Article By: Dan Clark
Somehow Disney is quietly having another animation renaissance. In 1989 Disney reclaimed its crown as animation king with the release of The Little Mermaid, and since the release of Tangled a few years ago Disney has been consistently putting out a quality product once again. While a movie like Wreck-It Ralph felt more like Disney attempting to make a Pixar movie, their latest feature Frozen is a prime example of Disney getting back to what they do best.
As cheesy as it may sound Frozen has that Disney magic that will tingle your nostalgic veins with delight. All the ingredients that have made up the classic Disney formula are present and plentiful. ‘For the first time in forever’ Disney has clearly made the best animated movie of the year. Frozen is a joyous occasion full of charming adventure for all ages. Decades from now the children of today may look to Frozen as the movie that showed them how wonderful the wonderful world of Disney can be.
The story of Frozen is very loosely based on Hans Christian Andersen’s fairy tale The Snow Queen, as is often the case with a Disney adaptation their version bears little resemblance to the original product. Here Anna and Elsa are two young princesses living in a life of luxury and mystery. Elsa has a unique gift…or curse depending on how you look at it. She has an icy power that she has yet to learn to control, and must keep secret from the rest of her kingdom. Eventually her secret gets out so she flees to the mountains for sanctuary. Unbeknownst to her as a result of her power their kingdom has fallen under a deep freeze that continues to worsen. In order save their city Anna departs on a journey to track down her sister and save their world.
Disney Princesses have become this advertising force that is ever-growing. Introducing two new princesses in one movie does feel like a very strategic marketing move, but even if that is true these characters at least have some substance to them. Anna meshes some modern girl sensibilities into the archetypal princess role. She has a quirkiness that is very reminiscent of Kristen Bell who voices the character. Bell provides a bubbliness that gives a fresh take to a tired concept. However, Anna’s lacks of growth does hinder her development. In much of the latter half of the film she almost comes off as a background character.
One big reason this occurs is the strength of the side characters, which include a carrot loving reindeer named Sven and a magical snowman named Olaf—who does everything possible to steal the movie. Josh Gad voices the role and gives a performance that is equally heartwarming and hilarious. It is a character so full of childlike wonder you cannot help but fall in love within the first moments he walks on-screen. Gad, the infamous Book of Mormon star, also shows he is now slouch in the voice department either with the song “In Summer”. Of all the songs in the film it is by far the most fun.

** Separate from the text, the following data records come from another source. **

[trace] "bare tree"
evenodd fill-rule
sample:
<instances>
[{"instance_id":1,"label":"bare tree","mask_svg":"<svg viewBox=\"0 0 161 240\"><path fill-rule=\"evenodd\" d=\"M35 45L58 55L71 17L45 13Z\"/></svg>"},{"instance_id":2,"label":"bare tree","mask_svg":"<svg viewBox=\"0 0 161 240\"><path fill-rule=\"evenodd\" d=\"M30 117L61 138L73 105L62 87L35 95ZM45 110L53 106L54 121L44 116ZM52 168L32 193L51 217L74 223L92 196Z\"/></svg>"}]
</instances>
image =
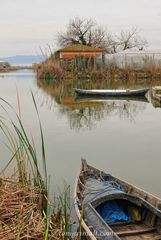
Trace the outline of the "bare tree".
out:
<instances>
[{"instance_id":1,"label":"bare tree","mask_svg":"<svg viewBox=\"0 0 161 240\"><path fill-rule=\"evenodd\" d=\"M58 33L57 41L60 46L84 44L108 51L111 35L92 19L74 18L69 22L65 33Z\"/></svg>"},{"instance_id":2,"label":"bare tree","mask_svg":"<svg viewBox=\"0 0 161 240\"><path fill-rule=\"evenodd\" d=\"M121 31L120 35L116 36L115 39L114 52L124 51L131 48L142 50L147 45L146 39L139 35L137 28Z\"/></svg>"},{"instance_id":3,"label":"bare tree","mask_svg":"<svg viewBox=\"0 0 161 240\"><path fill-rule=\"evenodd\" d=\"M137 28L121 31L120 35L111 35L105 28L98 26L93 19L74 18L67 25L64 33L58 33L57 42L60 46L84 44L103 48L106 52L115 53L128 48L139 49L146 46Z\"/></svg>"}]
</instances>

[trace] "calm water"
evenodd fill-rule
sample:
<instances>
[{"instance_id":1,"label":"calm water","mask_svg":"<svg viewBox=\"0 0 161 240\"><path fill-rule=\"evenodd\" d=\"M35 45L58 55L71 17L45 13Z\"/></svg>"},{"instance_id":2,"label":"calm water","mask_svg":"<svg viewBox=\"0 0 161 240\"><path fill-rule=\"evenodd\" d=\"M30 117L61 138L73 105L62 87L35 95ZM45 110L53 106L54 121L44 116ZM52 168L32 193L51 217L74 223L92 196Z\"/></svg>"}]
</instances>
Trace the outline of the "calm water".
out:
<instances>
[{"instance_id":1,"label":"calm water","mask_svg":"<svg viewBox=\"0 0 161 240\"><path fill-rule=\"evenodd\" d=\"M16 87L26 126L39 146L39 131L30 90L34 92L44 128L51 189L73 186L80 159L110 171L161 197L161 108L142 99L75 99L63 85L37 84L32 72L0 75L0 97L16 107ZM69 91L69 93L68 93ZM65 93L65 94L64 94ZM0 110L0 115L2 115ZM0 167L10 154L0 133Z\"/></svg>"}]
</instances>

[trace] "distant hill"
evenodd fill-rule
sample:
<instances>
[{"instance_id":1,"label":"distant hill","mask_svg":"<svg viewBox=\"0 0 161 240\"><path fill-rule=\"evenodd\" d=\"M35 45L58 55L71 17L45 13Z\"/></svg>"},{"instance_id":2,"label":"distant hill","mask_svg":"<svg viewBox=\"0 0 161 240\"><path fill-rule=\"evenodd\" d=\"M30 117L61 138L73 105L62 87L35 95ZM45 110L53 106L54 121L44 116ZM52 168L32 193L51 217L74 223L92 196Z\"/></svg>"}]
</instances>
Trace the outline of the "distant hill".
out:
<instances>
[{"instance_id":1,"label":"distant hill","mask_svg":"<svg viewBox=\"0 0 161 240\"><path fill-rule=\"evenodd\" d=\"M17 55L11 57L0 58L2 61L9 62L11 65L32 65L33 63L39 63L46 59L43 55Z\"/></svg>"}]
</instances>

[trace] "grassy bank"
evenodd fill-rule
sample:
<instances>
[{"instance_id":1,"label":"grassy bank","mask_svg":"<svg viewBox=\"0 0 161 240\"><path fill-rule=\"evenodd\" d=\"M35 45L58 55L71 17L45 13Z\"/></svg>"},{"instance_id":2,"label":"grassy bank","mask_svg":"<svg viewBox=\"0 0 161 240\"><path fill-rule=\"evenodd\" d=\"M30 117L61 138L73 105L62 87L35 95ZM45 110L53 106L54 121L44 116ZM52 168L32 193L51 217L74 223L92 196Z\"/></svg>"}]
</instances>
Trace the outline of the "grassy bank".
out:
<instances>
[{"instance_id":1,"label":"grassy bank","mask_svg":"<svg viewBox=\"0 0 161 240\"><path fill-rule=\"evenodd\" d=\"M9 66L6 68L0 68L0 73L14 72L21 69L32 69L32 66Z\"/></svg>"},{"instance_id":2,"label":"grassy bank","mask_svg":"<svg viewBox=\"0 0 161 240\"><path fill-rule=\"evenodd\" d=\"M161 66L149 59L143 62L141 68L128 65L119 67L115 61L100 64L95 59L85 59L77 57L72 60L57 60L51 56L46 61L35 65L34 69L39 79L66 80L66 79L90 79L90 80L137 80L137 79L160 79Z\"/></svg>"},{"instance_id":3,"label":"grassy bank","mask_svg":"<svg viewBox=\"0 0 161 240\"><path fill-rule=\"evenodd\" d=\"M31 97L40 130L41 158L34 136L22 120L18 94L17 111L0 99L0 134L6 139L4 148L11 153L0 171L0 239L71 239L65 234L71 232L69 188L50 201L43 130L33 94Z\"/></svg>"}]
</instances>

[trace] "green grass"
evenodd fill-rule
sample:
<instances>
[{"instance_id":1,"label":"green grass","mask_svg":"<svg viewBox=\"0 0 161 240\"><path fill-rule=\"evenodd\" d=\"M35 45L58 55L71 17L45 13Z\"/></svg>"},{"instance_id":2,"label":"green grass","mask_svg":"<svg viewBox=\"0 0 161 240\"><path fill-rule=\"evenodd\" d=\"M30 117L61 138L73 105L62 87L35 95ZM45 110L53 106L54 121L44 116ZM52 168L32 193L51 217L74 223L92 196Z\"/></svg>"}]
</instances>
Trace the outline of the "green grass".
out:
<instances>
[{"instance_id":1,"label":"green grass","mask_svg":"<svg viewBox=\"0 0 161 240\"><path fill-rule=\"evenodd\" d=\"M55 239L60 239L59 237L61 237L63 240L70 240L72 239L70 234L65 234L71 233L70 187L65 186L64 190L57 196L55 203L56 208L54 208L54 212L51 214L52 204L49 201L50 178L47 174L43 127L36 100L32 92L31 98L40 132L41 159L39 159L37 154L34 136L32 136L30 131L25 127L25 122L22 120L21 101L18 91L18 111L5 99L0 98L2 112L0 116L0 130L6 139L4 146L6 146L7 151L11 153L11 158L0 171L0 180L5 182L6 185L13 186L13 189L14 186L19 186L20 189L35 189L36 192L38 191L37 203L42 214L42 221L44 222L44 240L54 239L53 236L55 236ZM43 166L41 170L40 165ZM6 176L7 170L11 170L13 166L16 170L13 171L12 176L2 178L1 176ZM23 223L19 223L18 221L17 240L21 239L23 231L27 229L32 219L33 211L35 210L27 213ZM57 234L57 230L59 230L59 234Z\"/></svg>"}]
</instances>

When you look at what makes the classic Disney formula work the plot is very rarely a deciding factor. Success lies in the creativity of the film’s imaginative characters and the amount of memorable catchy songs. The way Frozen makes its music a focal point is an element of Disney that has been missing since its height in the mid-nineties.
Right from the start the song “Frozen Heart” establishes the tone. A number of stoic ice cutters recite an evocative melody of the dangers of a life full of ice. It is an ideal amalgamation of what the film will entail; wonder, mystery, peril, and a healthy dose of joy. The song that stands as the films best, and the one that will most likely receive some Oscar consideration is “Let it Go” song by the incredible Idina Menzel. While “Frozen Heart” sets the tone, “Let it Go” embodies every element of the film’s themes. It is a commanding anthem that will have you humming its tune long after the movie is over. It was a few memorable songs short of entering top echelon Disney territory. Songs like “For the First time in Forever” and “Love is an Open” door were cute but ultimately forgettable.
What is not forgettable is the animation of Frozen. This is easily the best looking computer animated film Disney has produced. It all starts with the ultra-realistic rendering of the snowy environment. The snow moves so fluidly as if each flake is working in unison to perform a choreographed dance of winter wonder. Juxtaposing the fluffiness of the snow with the jagged edges of the ice reflected the films split personality—allowing enjoyment to exist in a world full of threatening creatures and harsh living conditions. For those who have given up on Disney allow Frozen to ‘take control’ and change your mind. This is Disney done right—a fantastic tale that has something for everyone and will live on for years to come.